Here's how it works: Up to 20 years before Alzheimer's symptoms appear, structural changes begin to take place in your brain. Amyloid plaque tends to build up in the brain, yet the only way to detect it is to have an expensive scan or an invasive test undertaken. Unfortunately, this is only something that usually happens after a patient has exhibited severe symptoms.

Blood Test
 
In a recent study, Dr. Klaus Gerwert and his team of researchers managed to distinguish between the misfolded amyloid beta that forms brain plaque and the regular amyloid beta that should be present in a person's blood. He first tested it out on people with mild symptoms of Alzheimer's. He found that he was able to reliably identify the misfolded plaque in most people whose scans revealed a plaque build-up in the brain.
Blood Test

Dr.
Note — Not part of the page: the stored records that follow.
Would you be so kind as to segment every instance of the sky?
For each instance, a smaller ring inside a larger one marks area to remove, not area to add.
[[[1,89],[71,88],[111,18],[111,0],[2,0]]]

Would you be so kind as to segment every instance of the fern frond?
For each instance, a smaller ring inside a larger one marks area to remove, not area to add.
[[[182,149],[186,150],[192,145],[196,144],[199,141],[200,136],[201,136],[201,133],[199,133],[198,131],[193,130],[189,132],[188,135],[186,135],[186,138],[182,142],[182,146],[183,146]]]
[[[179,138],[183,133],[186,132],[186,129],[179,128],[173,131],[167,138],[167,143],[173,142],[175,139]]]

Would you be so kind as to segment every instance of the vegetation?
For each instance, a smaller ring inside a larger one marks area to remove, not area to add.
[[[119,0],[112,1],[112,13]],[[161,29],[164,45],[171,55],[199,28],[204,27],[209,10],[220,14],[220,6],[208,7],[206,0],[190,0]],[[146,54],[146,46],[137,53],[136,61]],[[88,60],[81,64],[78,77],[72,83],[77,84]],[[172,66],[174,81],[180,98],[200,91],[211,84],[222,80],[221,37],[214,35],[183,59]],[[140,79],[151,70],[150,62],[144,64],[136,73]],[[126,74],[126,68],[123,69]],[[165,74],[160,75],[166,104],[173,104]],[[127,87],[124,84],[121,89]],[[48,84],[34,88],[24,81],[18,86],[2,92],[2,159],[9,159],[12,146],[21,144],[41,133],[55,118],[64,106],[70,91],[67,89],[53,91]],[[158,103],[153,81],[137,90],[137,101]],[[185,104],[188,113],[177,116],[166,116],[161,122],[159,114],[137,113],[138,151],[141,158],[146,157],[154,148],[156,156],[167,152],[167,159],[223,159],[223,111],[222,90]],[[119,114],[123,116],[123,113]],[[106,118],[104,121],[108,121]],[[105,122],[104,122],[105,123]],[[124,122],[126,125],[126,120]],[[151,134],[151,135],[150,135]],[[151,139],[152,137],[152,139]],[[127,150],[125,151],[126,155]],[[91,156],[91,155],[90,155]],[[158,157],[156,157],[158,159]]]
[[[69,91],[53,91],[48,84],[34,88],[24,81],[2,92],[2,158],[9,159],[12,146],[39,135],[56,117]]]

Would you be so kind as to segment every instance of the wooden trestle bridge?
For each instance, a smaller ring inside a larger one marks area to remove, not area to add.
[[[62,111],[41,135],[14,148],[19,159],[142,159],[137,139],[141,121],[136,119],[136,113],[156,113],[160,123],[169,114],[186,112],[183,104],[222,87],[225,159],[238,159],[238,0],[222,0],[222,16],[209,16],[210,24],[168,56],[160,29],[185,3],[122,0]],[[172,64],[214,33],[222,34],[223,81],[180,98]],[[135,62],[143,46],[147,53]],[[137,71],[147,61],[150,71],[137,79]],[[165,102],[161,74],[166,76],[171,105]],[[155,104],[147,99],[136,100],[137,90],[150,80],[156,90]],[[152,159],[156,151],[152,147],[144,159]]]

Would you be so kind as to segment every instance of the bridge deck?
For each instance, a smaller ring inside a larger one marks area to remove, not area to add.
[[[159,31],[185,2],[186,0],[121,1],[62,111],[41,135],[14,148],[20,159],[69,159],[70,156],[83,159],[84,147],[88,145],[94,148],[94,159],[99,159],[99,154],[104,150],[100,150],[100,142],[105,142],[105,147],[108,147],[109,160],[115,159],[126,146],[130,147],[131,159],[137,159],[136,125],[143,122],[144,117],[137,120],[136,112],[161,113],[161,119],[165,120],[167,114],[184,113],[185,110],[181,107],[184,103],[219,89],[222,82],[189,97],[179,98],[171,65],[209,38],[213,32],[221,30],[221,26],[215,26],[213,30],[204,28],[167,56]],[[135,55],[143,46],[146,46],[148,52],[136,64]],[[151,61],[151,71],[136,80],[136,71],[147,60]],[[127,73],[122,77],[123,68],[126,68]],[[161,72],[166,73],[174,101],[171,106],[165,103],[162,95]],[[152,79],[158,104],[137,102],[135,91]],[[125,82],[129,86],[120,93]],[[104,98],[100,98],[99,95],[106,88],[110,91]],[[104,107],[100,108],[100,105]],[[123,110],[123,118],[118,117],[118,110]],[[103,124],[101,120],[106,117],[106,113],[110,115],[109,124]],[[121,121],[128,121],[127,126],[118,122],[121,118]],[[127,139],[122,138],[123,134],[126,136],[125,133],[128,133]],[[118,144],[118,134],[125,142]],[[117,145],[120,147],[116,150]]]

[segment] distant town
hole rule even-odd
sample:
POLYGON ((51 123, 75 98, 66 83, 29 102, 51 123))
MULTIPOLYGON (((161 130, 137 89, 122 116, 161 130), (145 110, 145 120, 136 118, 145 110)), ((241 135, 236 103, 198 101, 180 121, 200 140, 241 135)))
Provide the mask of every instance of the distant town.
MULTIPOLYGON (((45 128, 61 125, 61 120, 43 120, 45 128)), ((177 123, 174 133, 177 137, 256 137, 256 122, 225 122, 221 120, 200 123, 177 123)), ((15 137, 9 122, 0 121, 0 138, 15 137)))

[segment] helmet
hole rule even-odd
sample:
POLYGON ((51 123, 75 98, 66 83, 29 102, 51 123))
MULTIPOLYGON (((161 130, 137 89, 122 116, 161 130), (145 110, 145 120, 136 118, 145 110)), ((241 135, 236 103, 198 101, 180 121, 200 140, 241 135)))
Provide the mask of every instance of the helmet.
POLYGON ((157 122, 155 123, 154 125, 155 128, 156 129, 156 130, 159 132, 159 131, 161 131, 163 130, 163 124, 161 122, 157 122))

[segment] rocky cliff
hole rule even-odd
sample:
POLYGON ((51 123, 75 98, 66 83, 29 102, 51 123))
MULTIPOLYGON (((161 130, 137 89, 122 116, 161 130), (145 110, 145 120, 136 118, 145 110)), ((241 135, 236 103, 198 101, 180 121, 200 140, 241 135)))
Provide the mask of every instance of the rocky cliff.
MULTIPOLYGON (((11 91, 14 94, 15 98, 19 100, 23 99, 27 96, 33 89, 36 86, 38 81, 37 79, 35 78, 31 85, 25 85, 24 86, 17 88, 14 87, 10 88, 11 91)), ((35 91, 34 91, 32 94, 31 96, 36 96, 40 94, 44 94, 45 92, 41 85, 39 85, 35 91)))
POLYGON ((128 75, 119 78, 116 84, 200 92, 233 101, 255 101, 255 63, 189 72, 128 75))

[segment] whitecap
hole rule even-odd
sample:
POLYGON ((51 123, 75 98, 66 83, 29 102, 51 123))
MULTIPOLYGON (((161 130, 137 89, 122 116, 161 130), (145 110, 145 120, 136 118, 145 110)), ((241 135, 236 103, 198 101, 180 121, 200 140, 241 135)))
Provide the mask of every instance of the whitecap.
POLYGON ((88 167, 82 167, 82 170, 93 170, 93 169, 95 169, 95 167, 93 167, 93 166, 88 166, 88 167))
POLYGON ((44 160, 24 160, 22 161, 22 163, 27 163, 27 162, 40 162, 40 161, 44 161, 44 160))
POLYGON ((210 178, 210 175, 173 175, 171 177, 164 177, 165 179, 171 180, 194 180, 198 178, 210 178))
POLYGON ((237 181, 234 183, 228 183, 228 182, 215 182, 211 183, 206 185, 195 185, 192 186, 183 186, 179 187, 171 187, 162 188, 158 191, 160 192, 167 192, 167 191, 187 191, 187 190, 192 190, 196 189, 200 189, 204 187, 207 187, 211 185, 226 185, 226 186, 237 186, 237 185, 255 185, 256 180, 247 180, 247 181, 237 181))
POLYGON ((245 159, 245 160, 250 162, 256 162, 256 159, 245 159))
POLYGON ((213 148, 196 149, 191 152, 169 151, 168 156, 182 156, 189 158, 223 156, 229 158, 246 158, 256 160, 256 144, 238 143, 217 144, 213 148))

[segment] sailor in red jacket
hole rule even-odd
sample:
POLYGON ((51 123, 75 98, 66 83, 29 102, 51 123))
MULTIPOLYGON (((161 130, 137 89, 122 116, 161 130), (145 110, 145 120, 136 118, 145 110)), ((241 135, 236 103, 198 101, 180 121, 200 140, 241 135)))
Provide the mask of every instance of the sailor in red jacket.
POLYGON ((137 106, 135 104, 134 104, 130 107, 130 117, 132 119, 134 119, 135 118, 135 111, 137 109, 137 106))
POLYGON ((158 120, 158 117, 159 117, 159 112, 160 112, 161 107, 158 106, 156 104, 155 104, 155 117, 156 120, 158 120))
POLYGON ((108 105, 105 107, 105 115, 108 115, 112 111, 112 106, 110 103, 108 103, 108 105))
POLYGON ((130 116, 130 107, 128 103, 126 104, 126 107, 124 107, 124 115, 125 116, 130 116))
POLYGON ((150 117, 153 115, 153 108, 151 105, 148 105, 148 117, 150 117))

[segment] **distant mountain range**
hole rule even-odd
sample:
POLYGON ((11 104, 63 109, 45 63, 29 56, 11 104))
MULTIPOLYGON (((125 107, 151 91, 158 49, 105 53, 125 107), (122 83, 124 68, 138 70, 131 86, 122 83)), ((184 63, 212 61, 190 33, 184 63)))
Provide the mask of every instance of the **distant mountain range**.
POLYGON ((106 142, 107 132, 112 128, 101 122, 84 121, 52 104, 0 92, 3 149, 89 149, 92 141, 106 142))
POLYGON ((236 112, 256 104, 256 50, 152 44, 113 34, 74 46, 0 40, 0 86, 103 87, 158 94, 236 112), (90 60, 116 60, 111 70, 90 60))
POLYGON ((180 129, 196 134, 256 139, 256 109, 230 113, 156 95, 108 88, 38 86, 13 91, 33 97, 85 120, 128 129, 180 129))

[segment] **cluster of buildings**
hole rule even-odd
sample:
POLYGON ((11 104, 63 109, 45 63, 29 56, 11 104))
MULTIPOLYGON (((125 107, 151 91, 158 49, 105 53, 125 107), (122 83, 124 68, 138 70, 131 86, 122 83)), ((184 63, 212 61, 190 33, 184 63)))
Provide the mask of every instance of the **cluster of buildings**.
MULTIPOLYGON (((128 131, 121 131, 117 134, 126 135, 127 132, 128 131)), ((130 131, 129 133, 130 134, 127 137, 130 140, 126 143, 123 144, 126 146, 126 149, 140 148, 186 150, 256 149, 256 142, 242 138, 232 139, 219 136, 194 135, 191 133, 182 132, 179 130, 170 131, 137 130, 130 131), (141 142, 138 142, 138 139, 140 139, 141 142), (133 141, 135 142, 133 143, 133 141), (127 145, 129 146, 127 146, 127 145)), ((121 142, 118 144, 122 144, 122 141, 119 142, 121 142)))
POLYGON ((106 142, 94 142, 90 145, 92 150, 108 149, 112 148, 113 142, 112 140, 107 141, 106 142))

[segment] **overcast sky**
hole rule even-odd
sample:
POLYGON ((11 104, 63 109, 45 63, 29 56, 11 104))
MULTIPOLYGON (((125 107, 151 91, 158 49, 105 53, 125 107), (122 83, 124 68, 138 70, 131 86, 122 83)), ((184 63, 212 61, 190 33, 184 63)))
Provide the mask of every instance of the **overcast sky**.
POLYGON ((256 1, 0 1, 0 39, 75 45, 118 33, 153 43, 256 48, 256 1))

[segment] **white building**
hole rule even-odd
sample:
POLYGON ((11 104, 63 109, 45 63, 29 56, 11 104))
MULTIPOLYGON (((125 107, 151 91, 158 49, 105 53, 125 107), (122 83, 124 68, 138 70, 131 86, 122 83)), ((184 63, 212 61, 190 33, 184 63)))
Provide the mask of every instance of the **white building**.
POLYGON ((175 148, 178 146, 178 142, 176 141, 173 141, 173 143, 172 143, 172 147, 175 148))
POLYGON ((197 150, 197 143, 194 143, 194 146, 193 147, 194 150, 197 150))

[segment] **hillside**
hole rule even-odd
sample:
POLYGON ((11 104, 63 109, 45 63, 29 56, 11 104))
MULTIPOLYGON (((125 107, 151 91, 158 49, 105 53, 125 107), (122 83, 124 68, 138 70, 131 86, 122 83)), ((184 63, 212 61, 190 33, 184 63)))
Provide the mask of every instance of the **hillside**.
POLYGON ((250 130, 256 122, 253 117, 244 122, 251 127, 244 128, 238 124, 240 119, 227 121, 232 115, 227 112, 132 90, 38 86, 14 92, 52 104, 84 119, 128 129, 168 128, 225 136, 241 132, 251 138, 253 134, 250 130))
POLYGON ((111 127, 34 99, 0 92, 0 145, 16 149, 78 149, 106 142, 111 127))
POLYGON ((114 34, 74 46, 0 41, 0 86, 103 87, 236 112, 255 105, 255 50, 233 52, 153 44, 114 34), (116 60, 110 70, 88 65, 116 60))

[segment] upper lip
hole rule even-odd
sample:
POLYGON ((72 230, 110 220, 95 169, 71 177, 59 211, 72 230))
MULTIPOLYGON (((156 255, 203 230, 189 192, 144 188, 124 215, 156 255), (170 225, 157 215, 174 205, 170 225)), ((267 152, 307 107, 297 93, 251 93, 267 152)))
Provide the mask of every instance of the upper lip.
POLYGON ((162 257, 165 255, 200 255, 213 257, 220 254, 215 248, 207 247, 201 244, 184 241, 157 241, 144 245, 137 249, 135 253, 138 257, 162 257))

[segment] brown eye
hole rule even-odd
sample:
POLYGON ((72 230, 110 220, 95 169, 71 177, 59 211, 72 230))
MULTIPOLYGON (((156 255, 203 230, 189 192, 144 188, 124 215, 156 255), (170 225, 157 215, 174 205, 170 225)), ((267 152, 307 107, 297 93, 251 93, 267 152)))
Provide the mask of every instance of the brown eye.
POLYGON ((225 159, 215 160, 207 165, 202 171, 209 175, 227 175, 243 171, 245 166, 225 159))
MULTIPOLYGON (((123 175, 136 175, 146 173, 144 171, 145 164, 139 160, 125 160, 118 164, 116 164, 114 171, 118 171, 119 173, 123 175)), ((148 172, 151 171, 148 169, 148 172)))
Gerwert then tested 65 archived blood samples of patients who would go on to develop Alzheimer's years later. To improve the procedure's accuracy, he also screened samples from an additional 809 healthy adults. The test was found to be able to correctly identify people with Alzheimer's over 70% of the time. Incredibly, it was found that it could do so even up to 8 years before a person is diagnosed with Alzheimer's.

Before being available for use on the general public, this blood test will first have to undergo larger scale testing. The team's research will also be used to help test an early blood test for Parkinson’s Disease, too.